Итак, согласно философии Навального, санкции должны быть введены против людей, которые неприятны лично ему — по разным мотивам. Никаких объективных критериев — политических или правовых — не требуется.
При более углубленном взгляде можно выделить еще три принципа, которые прослеживаются в предложенном санкционном списке. Под санкции должны попасть люди, которые склонны и готовы к ведению деликатных переговоров с западными элитами о некотором урегулировании отношений с Россией, в частности в вопросах смягчения санкций. Также они склонны поддерживать в разных формах других таких же переговорщиков из лагеря «системных либералов». Тем самым ясно дается понять, что в обход главного и единственного российского оппозиционера любые такие переговоры политически и морально неуместны.
Отменяется неформальное правило «сын за отца не отвечает». Если ты принадлежишь к семье, которая так или иначе выступает в виде опоры режима, то уже на этом основании можешь стать объектом рестрикций. Бояться должны все, кто высказывает сомнения в каноническом толковании событий, которое предлагает Навальный.
Насколько такие подходы отвечают признаваемым в евро-атлантическом мире концепциям прав человека? Непростой вопрос. Есть и другой, не менее важный: насколько такой подход отвечает интересам правительств США и ЕС, которые, несмотря на все претензии, формулируются не только на основании моральных императивов?

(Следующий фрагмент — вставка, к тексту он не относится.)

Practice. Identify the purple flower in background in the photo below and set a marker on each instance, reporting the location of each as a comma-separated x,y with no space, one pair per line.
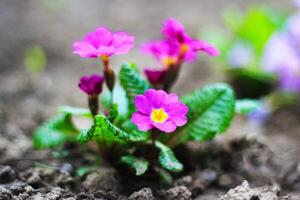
91,85
155,76
163,51
174,32
293,28
103,43
282,58
260,115
157,109
240,55
280,53
297,3
290,80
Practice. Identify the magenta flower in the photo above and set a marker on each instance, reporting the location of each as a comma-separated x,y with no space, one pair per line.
174,31
165,52
157,109
91,85
103,43
155,77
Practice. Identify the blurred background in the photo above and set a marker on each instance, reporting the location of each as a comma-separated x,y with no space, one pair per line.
38,71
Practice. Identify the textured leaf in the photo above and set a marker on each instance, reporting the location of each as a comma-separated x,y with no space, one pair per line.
113,113
54,132
85,135
246,106
35,59
167,158
134,134
75,111
211,110
103,129
133,84
140,165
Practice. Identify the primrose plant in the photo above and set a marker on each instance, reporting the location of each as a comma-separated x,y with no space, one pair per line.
156,120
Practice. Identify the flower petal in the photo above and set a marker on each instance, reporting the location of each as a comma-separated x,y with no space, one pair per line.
122,42
179,121
142,104
84,49
141,121
101,37
176,109
168,126
199,45
155,97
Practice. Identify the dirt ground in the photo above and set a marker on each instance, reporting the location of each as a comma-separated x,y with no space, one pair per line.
27,99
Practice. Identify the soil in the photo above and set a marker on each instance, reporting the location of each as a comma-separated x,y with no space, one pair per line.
248,162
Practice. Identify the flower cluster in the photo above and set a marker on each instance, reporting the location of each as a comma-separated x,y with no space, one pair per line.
157,109
176,47
102,43
135,137
91,85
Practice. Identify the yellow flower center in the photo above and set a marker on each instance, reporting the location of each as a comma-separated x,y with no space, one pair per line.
159,115
167,61
184,48
104,58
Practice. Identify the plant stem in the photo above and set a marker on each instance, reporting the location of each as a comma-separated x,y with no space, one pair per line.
109,75
93,104
154,136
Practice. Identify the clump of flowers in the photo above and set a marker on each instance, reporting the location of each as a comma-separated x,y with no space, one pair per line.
176,48
155,120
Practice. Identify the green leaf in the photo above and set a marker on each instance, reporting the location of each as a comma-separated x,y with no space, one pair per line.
85,136
140,165
104,130
246,106
54,132
75,111
211,110
113,113
167,158
133,83
134,134
35,59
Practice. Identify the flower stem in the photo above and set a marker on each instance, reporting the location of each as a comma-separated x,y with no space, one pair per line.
93,104
154,136
109,75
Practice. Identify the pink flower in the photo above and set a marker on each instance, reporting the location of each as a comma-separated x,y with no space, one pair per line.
91,85
157,109
103,43
174,31
155,77
165,52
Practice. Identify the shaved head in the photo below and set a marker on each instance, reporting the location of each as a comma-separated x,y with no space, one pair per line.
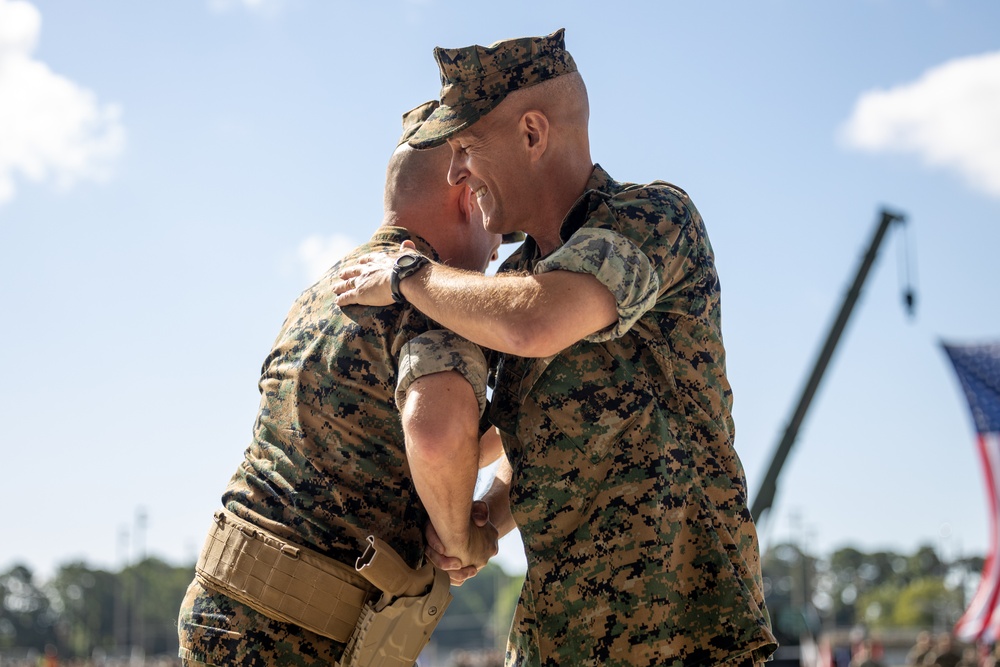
416,178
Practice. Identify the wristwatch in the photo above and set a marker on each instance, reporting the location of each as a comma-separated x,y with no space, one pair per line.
406,265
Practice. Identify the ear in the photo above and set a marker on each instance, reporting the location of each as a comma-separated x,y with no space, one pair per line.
535,130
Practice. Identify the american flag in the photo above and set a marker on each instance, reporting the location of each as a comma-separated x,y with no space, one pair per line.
978,369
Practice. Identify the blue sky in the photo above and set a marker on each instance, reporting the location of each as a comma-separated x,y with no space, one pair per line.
172,175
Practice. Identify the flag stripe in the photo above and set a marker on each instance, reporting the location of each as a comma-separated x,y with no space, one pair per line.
978,371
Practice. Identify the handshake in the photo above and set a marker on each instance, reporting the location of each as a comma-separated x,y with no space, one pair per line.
464,561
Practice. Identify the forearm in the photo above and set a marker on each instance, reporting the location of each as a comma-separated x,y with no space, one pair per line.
527,315
440,421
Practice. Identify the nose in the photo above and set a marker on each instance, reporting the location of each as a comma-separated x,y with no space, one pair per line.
457,172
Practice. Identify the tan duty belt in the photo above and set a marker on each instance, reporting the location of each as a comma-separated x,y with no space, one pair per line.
282,580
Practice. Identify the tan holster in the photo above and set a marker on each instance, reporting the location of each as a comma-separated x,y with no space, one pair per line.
294,584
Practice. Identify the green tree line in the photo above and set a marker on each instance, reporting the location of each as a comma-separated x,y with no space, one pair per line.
879,590
83,611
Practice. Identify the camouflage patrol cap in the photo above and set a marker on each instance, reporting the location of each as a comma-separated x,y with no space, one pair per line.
414,118
475,79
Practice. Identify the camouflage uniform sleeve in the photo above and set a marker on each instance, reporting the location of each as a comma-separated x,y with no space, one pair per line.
441,350
620,266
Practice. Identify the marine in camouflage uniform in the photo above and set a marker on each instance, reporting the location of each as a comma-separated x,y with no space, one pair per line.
629,496
327,465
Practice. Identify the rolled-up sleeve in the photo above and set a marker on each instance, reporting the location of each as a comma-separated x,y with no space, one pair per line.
620,266
441,350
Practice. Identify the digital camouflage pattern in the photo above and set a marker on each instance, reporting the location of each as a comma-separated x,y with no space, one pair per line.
327,464
475,79
217,630
629,496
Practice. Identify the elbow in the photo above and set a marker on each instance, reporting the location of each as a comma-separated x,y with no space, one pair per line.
536,337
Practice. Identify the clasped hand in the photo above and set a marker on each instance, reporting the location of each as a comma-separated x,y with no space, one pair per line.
465,563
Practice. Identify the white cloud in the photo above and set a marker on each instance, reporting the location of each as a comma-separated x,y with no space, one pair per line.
257,6
50,128
949,117
317,254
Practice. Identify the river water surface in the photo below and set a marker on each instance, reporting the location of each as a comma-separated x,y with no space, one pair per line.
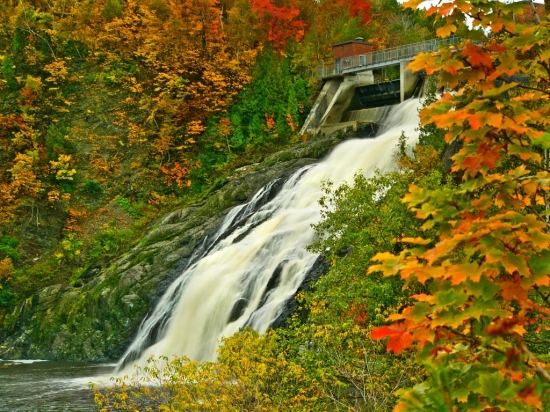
40,386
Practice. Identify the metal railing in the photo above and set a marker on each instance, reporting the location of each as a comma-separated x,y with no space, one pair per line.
383,58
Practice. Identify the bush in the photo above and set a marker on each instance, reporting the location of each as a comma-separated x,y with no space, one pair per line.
7,248
93,188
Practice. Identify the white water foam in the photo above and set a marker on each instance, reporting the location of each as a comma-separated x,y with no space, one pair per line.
228,288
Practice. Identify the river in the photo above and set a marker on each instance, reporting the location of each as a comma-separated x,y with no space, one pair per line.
41,386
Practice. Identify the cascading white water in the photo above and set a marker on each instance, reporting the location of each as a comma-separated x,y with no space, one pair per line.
247,276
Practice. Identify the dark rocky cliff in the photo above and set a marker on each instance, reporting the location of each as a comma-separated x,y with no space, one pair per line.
96,319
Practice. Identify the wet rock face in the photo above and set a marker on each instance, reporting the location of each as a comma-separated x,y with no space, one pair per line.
97,319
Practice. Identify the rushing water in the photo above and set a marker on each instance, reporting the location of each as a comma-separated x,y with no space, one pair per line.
41,386
258,258
242,276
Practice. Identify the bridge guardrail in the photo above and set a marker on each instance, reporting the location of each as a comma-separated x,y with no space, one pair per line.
380,57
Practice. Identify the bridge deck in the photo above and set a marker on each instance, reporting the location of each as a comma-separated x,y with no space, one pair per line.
383,58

Если евро-атлантические элиты согласятся с предложенной Навальным концепцией санкций, то принцип биполярности будет распространен и на всю систему отношений Запад — Россия. В этом случае у евро-атлантического мира останется только два собеседника — «плохой» президент Путин и «хороший» оппозиционер Навальный. Впрочем, для Навального даже в его нынешнем возросшем статусе это выглядит недостижимой целью. Скорее Запад, формируя свою политику в отношении России, попытается по мере надобности использовать идеи Навального — в том числе и предложенную им биполярность.